Estos hombres desconocían cuál es lugar que les corresponde y son incapaces de reconocer quién era de Verdad Cristo. Algo de gran actualidad. “La mentalidad del mundo impulsa a sobresalir, a abrirse camino, incluso con astucia y sin escrúpulos, afirmándose a sí mismos y sus propios intereses. En el reino de Dios se premian la modestia y la humildad. Por el contrario, en los asuntos terrenos triunfan a menudo el arribismo y la prepotencia; las consecuencias están a la vista de todos: rivalidades, abusos y frustraciones” (San Juan Pablo II Audiencia, 2 de septiembre de 2001). Para reconocerle y acogerle la humildad es clave necesaria. La humildad permite entender las cosas a fondo, conocernos en profundidad. Él nos pondrá en el lugar que realmente nos corresponde y nosotros podremos reconocer el lugar que Cristo ocupa como Dios que es. Entonces podremos descubrir que Él es nuestro Salvador. “Cristo se anonadó tomando la forma de siervo. Por lo cual Dios lo exaltó (Flp 2, 7)” ¡Se humillo! No vino, no nos ganó, con prepotencia. ¡Nos ganó por la humildad! Por tanto, el camino para dejarnos “ganar” por Cristo es la humildad. El Señor con un humilde se luce, mientras que con el soberbio no sabe qué hacer. Difícilmente responderemos a Cristo con prontitud y docilidad si estoy pagado de mí mismo, a mis modos de ver y hacer como si fueran los únicos.

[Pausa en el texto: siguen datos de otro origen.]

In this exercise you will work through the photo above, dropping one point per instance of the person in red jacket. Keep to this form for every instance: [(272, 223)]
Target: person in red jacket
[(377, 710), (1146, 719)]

Necesitamos permitirle que vaya transformando nuestro corazón. Y así, la humildad, permitirá que la caridad de Cristo, actuando de árbitro en nuestro corazón (cf. Col 3, 15), nos lleve a la comunión con Dios y con nuestros hermanos. Humillaos en presencia del Señor, y Él os ensalzará» (St 4,10; cf. 1 p 5,6). La humildad y el propio enaltecimiento son incompatibles. Nuestro empeño no tiene como fin ser humildes o ser sencillos. Lo que deseamos es ver a Dios, amar a Dios. La humildad y la sencillez son el camino más directo para conseguirlo. Dios se deja conquistar por el humilde. “En ése pondré mis ojos: en el humilde y el abatido que se estremece ante mis palabras” (Is 66,2). Dejarnos invadir por la fuerza de la verdad y del amor.
la mentalidad del mundo impulsa a sobresalir, a abrirse camino, incluso con astucia y sin escrúpulos, afirmándose a sí mismos y sus propios intereses. En el reino de Dios se premian la modestia y la humildad. Por el contrario, en los asuntos terrenos triunfan a menudo el arribismo y la prepotencia; las consecuencias están a la vista de todos: rivalidades, abusos y frustraciones.
Pidamos a María, de cuya humildad y pequeñez se prendó Dios, que nos hagamos humildes.